Fox News has moved to dismiss Newsmax’s antitrust lawsuit, calling the claims “meritless” and insisting that Newsmax’s struggles stem from its own lack of audience and advertiser appeal, not illegal monopolization.
In a 48-page filing in the U.S. District Court for the Eastern District of Wisconsin, Fox attorneys argued that Newsmax “is obviously frustrated that achieving comparable distribution has not translated into comparable popularity,” and that no antitrust violation exists when a rival simply wins in the marketplace.
Newsmax had refiled the suit in Wisconsin just days earlier after voluntarily withdrawing an earlier version in Florida that was dismissed on procedural “shotgun pleading” grounds by Judge Aileen Cannon in September 2025.

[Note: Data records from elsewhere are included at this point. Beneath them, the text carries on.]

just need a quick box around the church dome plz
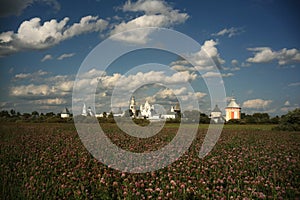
[227,98,240,108]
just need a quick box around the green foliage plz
[182,111,210,123]
[183,110,200,123]
[132,118,150,126]
[200,113,210,124]
[273,108,300,131]
[242,113,271,124]
[227,119,243,124]
[166,118,181,123]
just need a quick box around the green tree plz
[273,109,300,131]
[183,110,200,123]
[270,116,280,124]
[108,111,113,118]
[200,113,210,124]
[0,110,10,118]
[22,113,31,119]
[10,109,16,116]
[252,113,270,124]
[45,112,55,117]
[32,111,39,117]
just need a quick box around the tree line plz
[0,108,299,131]
[0,110,73,123]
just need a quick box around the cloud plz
[122,0,170,14]
[246,47,300,65]
[57,53,75,60]
[41,54,53,62]
[168,40,226,73]
[280,100,299,113]
[99,70,197,92]
[288,82,300,87]
[192,39,225,70]
[10,84,53,97]
[14,69,48,80]
[10,81,72,100]
[242,99,272,109]
[170,64,195,72]
[11,68,77,99]
[0,0,60,17]
[241,62,251,67]
[155,87,187,99]
[154,87,206,103]
[111,0,189,44]
[229,59,241,71]
[202,71,233,78]
[9,67,205,113]
[169,39,224,72]
[212,27,243,38]
[34,98,67,105]
[9,68,108,112]
[0,15,108,56]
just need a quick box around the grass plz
[0,122,299,199]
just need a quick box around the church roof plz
[212,105,222,113]
[227,98,240,108]
[174,103,180,111]
[61,107,70,114]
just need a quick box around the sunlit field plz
[1,123,299,199]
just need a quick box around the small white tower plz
[82,103,87,116]
[225,98,241,121]
[129,96,136,117]
[140,100,153,118]
[61,107,70,118]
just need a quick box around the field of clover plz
[1,123,299,199]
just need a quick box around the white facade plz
[95,113,104,118]
[61,107,70,118]
[225,98,241,121]
[61,113,70,118]
[129,96,136,117]
[81,103,95,116]
[210,105,224,123]
[82,103,87,116]
[140,100,154,118]
[161,114,176,119]
[87,107,95,116]
[113,113,124,117]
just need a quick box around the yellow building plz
[225,98,241,121]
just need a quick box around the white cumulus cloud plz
[57,53,75,60]
[202,71,233,78]
[246,47,300,65]
[171,39,225,72]
[34,98,67,105]
[0,15,108,56]
[41,54,53,62]
[242,99,272,109]
[111,0,189,44]
[212,27,243,38]
[190,39,225,70]
[14,70,48,80]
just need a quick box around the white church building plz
[129,96,178,120]
[225,98,241,121]
[210,105,225,123]
[60,107,70,118]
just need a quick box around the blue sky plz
[0,0,299,116]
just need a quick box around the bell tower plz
[129,96,136,117]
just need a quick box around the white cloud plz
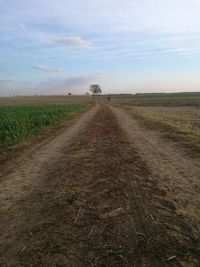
[6,0,200,34]
[33,65,64,72]
[35,72,103,94]
[96,71,104,74]
[2,0,200,95]
[54,36,92,48]
[39,74,98,88]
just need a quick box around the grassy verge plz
[0,103,87,149]
[126,107,200,155]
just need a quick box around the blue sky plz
[1,0,200,95]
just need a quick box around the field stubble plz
[121,105,200,155]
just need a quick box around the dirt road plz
[0,105,200,266]
[111,106,200,220]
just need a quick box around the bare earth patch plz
[0,105,199,266]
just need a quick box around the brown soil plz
[0,105,200,266]
[111,106,200,219]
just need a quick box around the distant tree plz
[68,92,72,95]
[90,84,102,96]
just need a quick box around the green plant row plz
[0,103,86,148]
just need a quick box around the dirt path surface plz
[0,105,200,266]
[111,106,200,220]
[0,104,99,210]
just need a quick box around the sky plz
[1,0,200,95]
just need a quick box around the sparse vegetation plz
[125,106,200,154]
[109,92,200,106]
[110,92,200,154]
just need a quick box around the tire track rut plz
[0,105,199,266]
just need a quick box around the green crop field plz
[0,103,86,148]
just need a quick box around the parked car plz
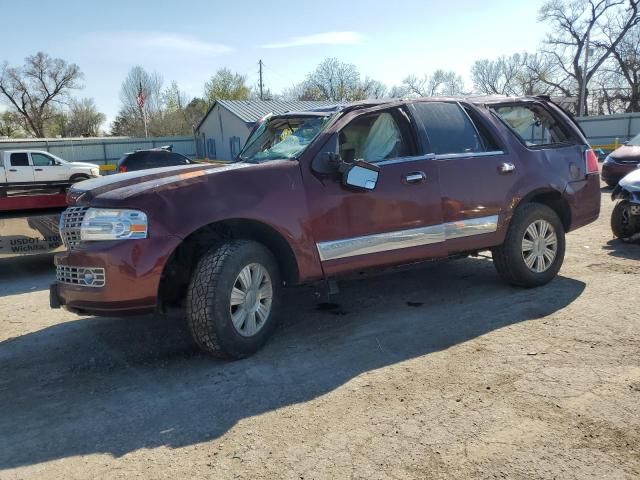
[1,150,99,192]
[601,133,640,187]
[117,146,194,173]
[610,167,640,241]
[51,96,601,359]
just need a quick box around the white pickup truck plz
[0,150,100,192]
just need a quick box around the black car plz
[117,146,195,173]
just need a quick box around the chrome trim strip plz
[434,151,504,160]
[316,215,499,261]
[317,224,445,261]
[375,154,436,166]
[444,215,499,240]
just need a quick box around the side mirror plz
[342,161,380,191]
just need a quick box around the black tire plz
[70,174,90,183]
[611,201,639,239]
[492,203,566,288]
[186,240,281,359]
[606,180,617,188]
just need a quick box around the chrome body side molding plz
[316,215,499,261]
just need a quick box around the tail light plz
[585,149,599,174]
[118,165,127,173]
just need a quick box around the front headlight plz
[91,167,100,176]
[80,208,148,241]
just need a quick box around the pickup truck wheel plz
[611,201,639,239]
[492,203,565,288]
[70,174,90,183]
[186,240,281,359]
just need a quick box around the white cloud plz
[92,32,233,58]
[262,31,363,49]
[137,33,233,56]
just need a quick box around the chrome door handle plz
[498,162,515,174]
[404,172,426,184]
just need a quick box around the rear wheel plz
[186,240,281,359]
[492,203,566,288]
[611,201,639,239]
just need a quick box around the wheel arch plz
[516,188,571,231]
[158,218,300,308]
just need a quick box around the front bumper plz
[601,161,637,183]
[51,235,181,316]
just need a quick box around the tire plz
[492,203,566,288]
[70,174,90,183]
[606,180,617,188]
[186,240,281,359]
[611,201,639,239]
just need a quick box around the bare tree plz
[603,24,640,111]
[472,53,558,96]
[0,52,83,137]
[400,70,465,97]
[113,66,164,137]
[538,0,639,115]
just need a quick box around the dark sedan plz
[117,146,195,173]
[601,133,640,187]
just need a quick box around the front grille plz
[56,265,105,287]
[60,207,89,250]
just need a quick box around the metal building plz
[195,100,336,161]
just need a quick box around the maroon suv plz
[601,133,640,187]
[51,97,601,358]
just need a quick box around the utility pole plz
[258,60,264,101]
[578,31,591,117]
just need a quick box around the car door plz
[31,152,66,182]
[409,101,520,254]
[5,152,35,184]
[303,106,445,277]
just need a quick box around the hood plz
[69,161,100,168]
[67,162,249,205]
[610,144,640,162]
[619,168,640,192]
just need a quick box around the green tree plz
[204,68,250,104]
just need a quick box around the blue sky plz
[2,0,548,127]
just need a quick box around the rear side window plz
[168,152,191,165]
[411,102,490,155]
[491,103,575,147]
[10,153,29,167]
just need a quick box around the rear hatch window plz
[491,103,579,148]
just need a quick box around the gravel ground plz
[1,187,639,479]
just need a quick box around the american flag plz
[136,82,145,109]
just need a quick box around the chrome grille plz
[60,207,89,250]
[56,265,105,287]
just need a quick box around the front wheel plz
[611,201,639,239]
[492,203,566,288]
[186,240,281,359]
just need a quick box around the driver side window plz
[339,110,411,163]
[31,153,55,167]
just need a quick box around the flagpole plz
[143,106,148,138]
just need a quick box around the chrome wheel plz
[229,263,273,337]
[521,220,557,273]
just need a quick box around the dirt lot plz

The core allegations remain the same: Fox allegedly used exclusionary carriage deals, financial penalties, guest intimidation, and smear tactics to protect its 70%-plus share of conservative cable news viewership and block Newsmax from broader distribution and growth.
Fox is seeking dismissal with prejudice, which would kill the case permanently.
The company previously tried to move the Wisconsin suit back to Florida; that venue fight is still pending.
The high-profile legal clash revives 2020-election-era tensions when Newsmax briefly surged among Trump supporters, and comes as conservative media faces heightened scrutiny following Fox’s $787.5 million Dominion settlement and ongoing Smartmatic litigation. A Newsmax victory could force changes to Fox’s carriage contracts and open doors for other right-leaning networks, while dismissal would reinforce Fox’s dominance in the space. No hearing date has been set.